Analysts: No surge in March sales yet

So far, few signs March will save tepid 1st qtr.

Extreme weather is blamed for disappointing auto sales in January and February. So far, March looks to be lackluster, too. Photo credit: JENNIFER VUONG

There are hints of a thaw, but the hoped-for throngs of formerly snowbound buyers aren't beating down dealership doors yet.

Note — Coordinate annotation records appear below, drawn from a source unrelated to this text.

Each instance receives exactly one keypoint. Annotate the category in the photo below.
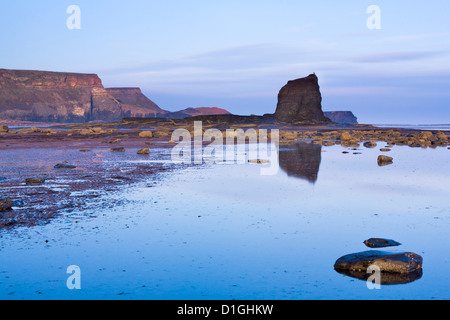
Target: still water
(225, 231)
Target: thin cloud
(384, 57)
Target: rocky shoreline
(48, 171)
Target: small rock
(5, 204)
(146, 134)
(345, 136)
(384, 160)
(380, 243)
(34, 181)
(64, 166)
(370, 144)
(259, 161)
(144, 151)
(415, 145)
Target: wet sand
(33, 154)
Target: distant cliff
(345, 117)
(67, 97)
(135, 103)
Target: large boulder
(343, 117)
(300, 101)
(402, 262)
(395, 268)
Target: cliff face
(344, 117)
(300, 101)
(135, 103)
(66, 97)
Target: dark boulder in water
(64, 166)
(5, 204)
(402, 262)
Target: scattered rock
(370, 144)
(146, 134)
(160, 134)
(5, 204)
(404, 262)
(380, 243)
(31, 181)
(415, 145)
(144, 151)
(64, 166)
(385, 160)
(259, 161)
(345, 136)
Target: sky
(389, 66)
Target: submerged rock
(385, 160)
(380, 243)
(402, 263)
(259, 161)
(5, 205)
(144, 151)
(386, 278)
(370, 144)
(146, 134)
(64, 166)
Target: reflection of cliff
(301, 161)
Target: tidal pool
(224, 231)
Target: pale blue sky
(238, 54)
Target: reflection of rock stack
(394, 267)
(303, 161)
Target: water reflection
(385, 277)
(301, 160)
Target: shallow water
(227, 232)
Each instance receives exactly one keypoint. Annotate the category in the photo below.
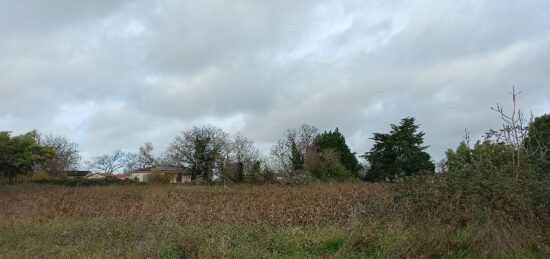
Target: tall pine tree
(336, 141)
(398, 153)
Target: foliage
(244, 156)
(335, 141)
(202, 150)
(398, 153)
(537, 141)
(84, 182)
(145, 157)
(290, 152)
(66, 155)
(115, 162)
(21, 154)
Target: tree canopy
(21, 154)
(398, 153)
(335, 141)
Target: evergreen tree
(398, 153)
(336, 141)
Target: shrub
(158, 178)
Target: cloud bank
(114, 74)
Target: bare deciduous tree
(203, 151)
(515, 128)
(290, 152)
(244, 154)
(145, 157)
(110, 163)
(66, 155)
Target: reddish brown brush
(242, 204)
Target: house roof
(162, 169)
(77, 173)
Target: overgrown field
(353, 220)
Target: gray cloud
(114, 74)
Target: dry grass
(352, 220)
(243, 204)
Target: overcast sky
(113, 74)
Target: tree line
(302, 154)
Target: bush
(40, 175)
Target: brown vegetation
(243, 204)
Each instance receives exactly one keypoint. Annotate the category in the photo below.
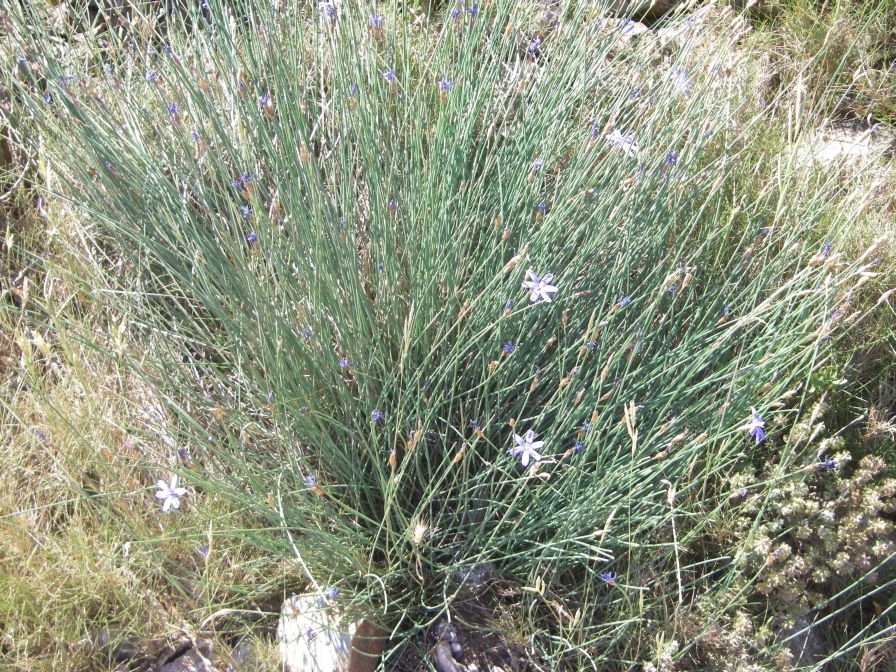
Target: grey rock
(312, 637)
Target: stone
(311, 636)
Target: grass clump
(319, 226)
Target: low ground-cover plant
(480, 300)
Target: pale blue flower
(540, 289)
(757, 426)
(526, 448)
(170, 494)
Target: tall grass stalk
(304, 220)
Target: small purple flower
(624, 142)
(539, 288)
(756, 428)
(526, 448)
(329, 9)
(170, 494)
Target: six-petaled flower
(624, 142)
(756, 428)
(540, 289)
(526, 448)
(170, 494)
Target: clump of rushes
(384, 327)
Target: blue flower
(756, 428)
(539, 288)
(526, 448)
(329, 9)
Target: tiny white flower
(526, 448)
(539, 288)
(170, 494)
(624, 142)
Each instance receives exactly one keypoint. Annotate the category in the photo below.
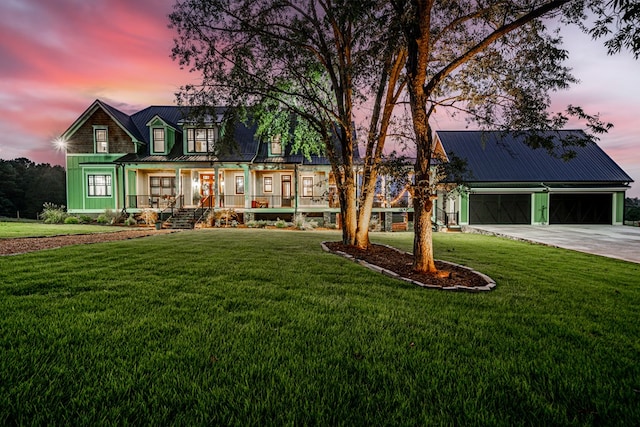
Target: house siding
(618, 200)
(540, 208)
(78, 168)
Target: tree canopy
(26, 186)
(496, 63)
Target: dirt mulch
(32, 244)
(448, 276)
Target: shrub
(53, 214)
(149, 216)
(112, 217)
(301, 223)
(252, 224)
(131, 220)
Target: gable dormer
(162, 136)
(101, 129)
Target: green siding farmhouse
(511, 183)
(159, 159)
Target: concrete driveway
(621, 242)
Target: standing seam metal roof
(495, 157)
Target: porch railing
(446, 218)
(156, 202)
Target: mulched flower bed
(32, 244)
(449, 275)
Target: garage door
(580, 208)
(500, 209)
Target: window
(268, 184)
(158, 140)
(276, 145)
(99, 185)
(100, 136)
(307, 186)
(162, 185)
(239, 184)
(201, 140)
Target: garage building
(509, 182)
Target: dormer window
(275, 146)
(101, 139)
(158, 140)
(201, 140)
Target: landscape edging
(491, 284)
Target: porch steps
(183, 219)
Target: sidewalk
(613, 241)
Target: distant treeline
(25, 186)
(632, 209)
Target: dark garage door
(580, 208)
(500, 209)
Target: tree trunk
(347, 196)
(423, 201)
(423, 260)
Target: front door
(207, 181)
(286, 191)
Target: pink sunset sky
(58, 56)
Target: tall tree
(496, 62)
(313, 61)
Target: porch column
(248, 188)
(216, 189)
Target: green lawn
(260, 327)
(12, 229)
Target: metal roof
(500, 157)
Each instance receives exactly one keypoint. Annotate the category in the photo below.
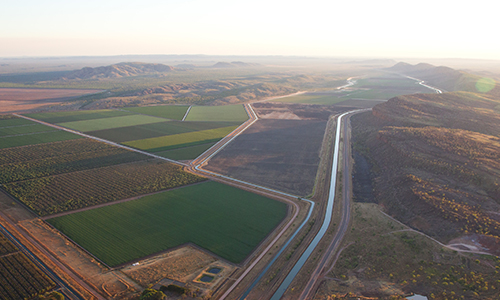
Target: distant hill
(436, 163)
(234, 64)
(444, 78)
(124, 69)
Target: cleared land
(18, 99)
(174, 112)
(23, 163)
(186, 153)
(36, 138)
(131, 133)
(54, 194)
(79, 115)
(386, 260)
(228, 113)
(113, 122)
(224, 220)
(281, 154)
(169, 142)
(19, 277)
(24, 129)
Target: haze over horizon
(364, 28)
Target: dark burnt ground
(279, 154)
(362, 179)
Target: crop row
(66, 163)
(49, 195)
(6, 246)
(56, 149)
(21, 279)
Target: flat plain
(224, 220)
(174, 112)
(164, 143)
(70, 191)
(108, 123)
(19, 99)
(228, 113)
(280, 154)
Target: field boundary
(187, 112)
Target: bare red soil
(18, 99)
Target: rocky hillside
(444, 78)
(124, 69)
(435, 164)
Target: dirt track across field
(280, 154)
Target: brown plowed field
(16, 100)
(280, 154)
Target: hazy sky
(384, 28)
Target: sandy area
(16, 100)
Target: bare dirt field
(294, 111)
(18, 99)
(280, 154)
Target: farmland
(181, 140)
(108, 123)
(24, 129)
(228, 113)
(281, 154)
(53, 194)
(139, 132)
(224, 220)
(79, 115)
(15, 100)
(152, 131)
(19, 277)
(36, 138)
(36, 161)
(174, 112)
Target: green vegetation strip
(174, 112)
(222, 219)
(79, 115)
(181, 140)
(107, 123)
(62, 157)
(186, 153)
(69, 191)
(140, 132)
(231, 113)
(36, 138)
(24, 129)
(14, 121)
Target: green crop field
(113, 122)
(139, 132)
(24, 129)
(231, 113)
(79, 115)
(222, 219)
(36, 138)
(14, 121)
(174, 112)
(169, 142)
(186, 153)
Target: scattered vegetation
(24, 163)
(19, 277)
(53, 194)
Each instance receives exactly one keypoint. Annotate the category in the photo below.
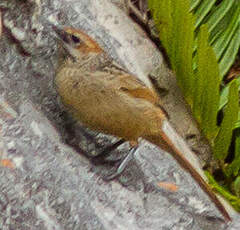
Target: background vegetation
(202, 40)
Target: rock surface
(46, 184)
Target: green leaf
(230, 53)
(183, 33)
(233, 168)
(224, 136)
(237, 123)
(235, 201)
(236, 186)
(194, 4)
(222, 42)
(218, 14)
(206, 97)
(225, 94)
(203, 10)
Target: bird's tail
(171, 142)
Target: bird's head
(76, 42)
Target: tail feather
(171, 142)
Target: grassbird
(106, 98)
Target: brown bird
(106, 98)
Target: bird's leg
(101, 157)
(123, 164)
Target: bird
(104, 97)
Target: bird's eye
(75, 39)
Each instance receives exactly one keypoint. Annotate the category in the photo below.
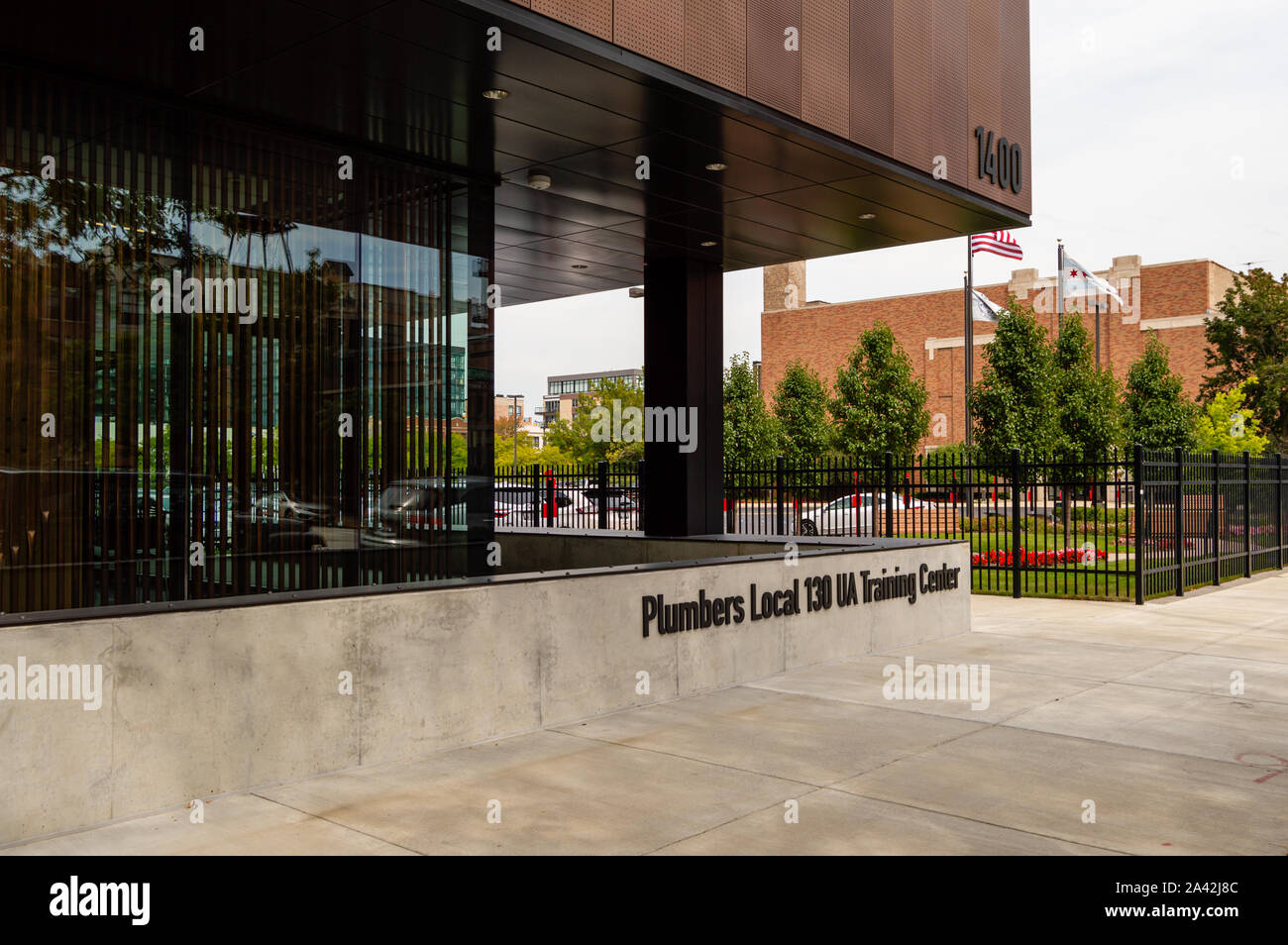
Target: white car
(849, 514)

In the Adirondack Mountains of upstate New York, where three feet of snow have fallen in the last 30 days, March sales are "not good," says Patrick Farrell, a salesman at Egglefield Bros. Ford in Elizabethtown. "The weather hasn't turned yet."

Looking at U.S. sales through the first half of March, forecasters don't see a surge in sales strong enough to rescue first-quarter results. Unusually harsh winter weather slammed January and February auto sales in most of the country.

Where the economy is strong and the weather is good, there are exceptions.

Mike Good, general manager of Street Toyota in Amarillo, Texas, said his sales rose 15 to 20 percent in the first half of March.

"Our local economy is strong," he said. "Weather here hasn't been a factor save a couple of dust storms."

But analysts worry about the March SAAR.

"If we're going to reach our expectation of 16.3 million sales for the full year, we need to see a SAAR of 16 million or so in March," said analyst Alec Gutierrez of Kelley Blue Book. "Based on the first 14 days, we're closer to 15.6 million."

LMC Automotive and J.D. Power and Associates jointly forecast March's selling rate at 15.8 million. Larry Dominique, executive vice president of, declined to make a March forecast, but said 13-day sales "aren't as high as a 16 million SAAR."

All three forecasters see March volume as a critical test of U.S. sales momentum. After three years of double-digit gains, 2013 auto sales grew 8 percent to 15.6 million light vehicles, and most analysts expect even slower gains in 2014.

But flat February volume followed a 3 percent decline in January.

If all the weakness is because consumers couldn't get to dealerships, better weather should unleash that pent-up demand.

If it doesn't, automakers may conclude that underlying demand is weaker than anticipated and cut production and raise incentives to work off the higher-than-normal inventories that have piled up on snowy dealer lots.

Last week, LMC cut its full-year forecast to 16.1 million, from 16.2 million, citing both weather-affected retail sales and a lower mix of fleet sales. Kelley Blue Book's 16.3 million forecast is under review for a possible downgrade after March, and perhaps April, sales are in, Gutierrez said.

The bulk of March sales will be in the last half of the month, so manufacturers can boost volume with targeted month-end incentives, he said. Industry per-vehicle incentives averaged $2,700 in February, up $200 from a year ago and Gutierrez expects March to run $150 to $200 higher as well. says March incentives are up about 5 percent from a year ago. Dominique says that's appropriate to work down weather-swollen stocks, "but an extra $100 a car is tough on the bottom line for a manufacturer."

Neither Dominque nor Gutierrez believes the industry is in danger of returning to the early-2000s culture of big incentives and chronic overproduction.

U.S. automakers started March with a 76-day supply of vehicles, six days higher than the 22-year average for that date. Incentives were up moderately, but Kelley Blue Book said the average transaction price so far in March is $32,100, $500 higher than last March.

"This is not a long-term strategic shift in incentives, but a short-term tactical response to settle some inventory issues," Gutierrez said.

Street Toyota's Good said his dealer 20 group meeting last week also was upbeat: "Everybody says March has come on strong in both volume and gross compared to January and February."

Gutierrez said the industry is healthy even if full-year sales growth slows.

"At the end of the day, the industry is still in a great spot," he said. "And 2014 will still be a very good year."